Today’s preliminary Census data on religion has huge pertinence for the long-running school patronage debate.
The picture it reveals fits with what campaigners for change have long argued; that there is a steadily growing demand for non-religious or multi-denominational schooling here, writes Education Correspondent Emma O Kelly.
The data published today by the Central Statistics Office does not give any great detail but it shows a significant increase in the number of people stating that they have no religion, up by 73.6% on four years ago from 269,800 to 468,400.
On top of that, a further 125,000 chose not to tick any religion box when they filled out their Census form last year. This is a 78% increase on those ticking no religion box in 2011.
The Census data also shows a rise in numbers practising non-traditional minority religions here, such as Islam or Hinduism, although those numbers still remain quite small overall.
But in terms of the school patronage debate the most interesting figure contained in today’s preliminary data is the fact that 45% of those who say they have no religion are in the 20 to 39 age bracket. This, even though this bracket represents just 28% of the general population.
This is the age group that is having babies, and sending young children off to school, and it’s significant that it’s here that the highest proportion of people stating they have no religion is found.
The Roman Catholic religion continues of course to dominate, but its dominance has fallen sharply, according to the CSO.

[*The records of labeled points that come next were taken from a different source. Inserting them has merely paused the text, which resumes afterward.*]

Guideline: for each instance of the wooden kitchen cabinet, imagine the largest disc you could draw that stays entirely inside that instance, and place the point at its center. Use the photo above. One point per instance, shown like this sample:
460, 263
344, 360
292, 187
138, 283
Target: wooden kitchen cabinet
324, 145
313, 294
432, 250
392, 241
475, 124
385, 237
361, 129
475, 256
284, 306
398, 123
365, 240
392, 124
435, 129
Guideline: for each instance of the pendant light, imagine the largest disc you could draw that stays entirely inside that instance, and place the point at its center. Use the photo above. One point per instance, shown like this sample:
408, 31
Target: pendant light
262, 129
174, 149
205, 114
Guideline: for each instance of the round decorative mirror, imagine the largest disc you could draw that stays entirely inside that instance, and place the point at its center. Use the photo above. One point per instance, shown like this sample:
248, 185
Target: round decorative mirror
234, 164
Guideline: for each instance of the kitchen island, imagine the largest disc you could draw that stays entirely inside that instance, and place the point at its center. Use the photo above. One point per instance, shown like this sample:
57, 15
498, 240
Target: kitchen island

78% of people here identify as Catholic, compared to 84% five years earlier. That’s a fall of 6%. Yet the Catholic church still runs 92% of Irish primary schools.
While 16% of the population is now not Catholic, that percentage is probably significantly higher when it comes to children.
Yet very many of those children have no option but to attend Catholic schools, where the Catholic faith is taught as an integral part of the school day.
Today’s CSO summary provides one other piece of relevant data. Examining the percentage of non-Catholics by county it finds that in three large urban areas, Dublin City, Dún Laoghaire, and Galway city more than one in three of the population is non-Catholic.
Yet the overwhelming majority of publicly-funded schools in all three of these areas, at both primary and second level, continue to be controlled by the Catholic church.
The CSO data begs one further question; how many of the 84% who ticked the Roman Catholic box were baptised into that faith simply in order to secure a school place? Unfortunately the Census data won't provide any answer to that question.
For all those who are interested in a more comprehensive breakdown of this data, there’s a six-month wait. The CSO plans to publish its detailed figures on religion in October.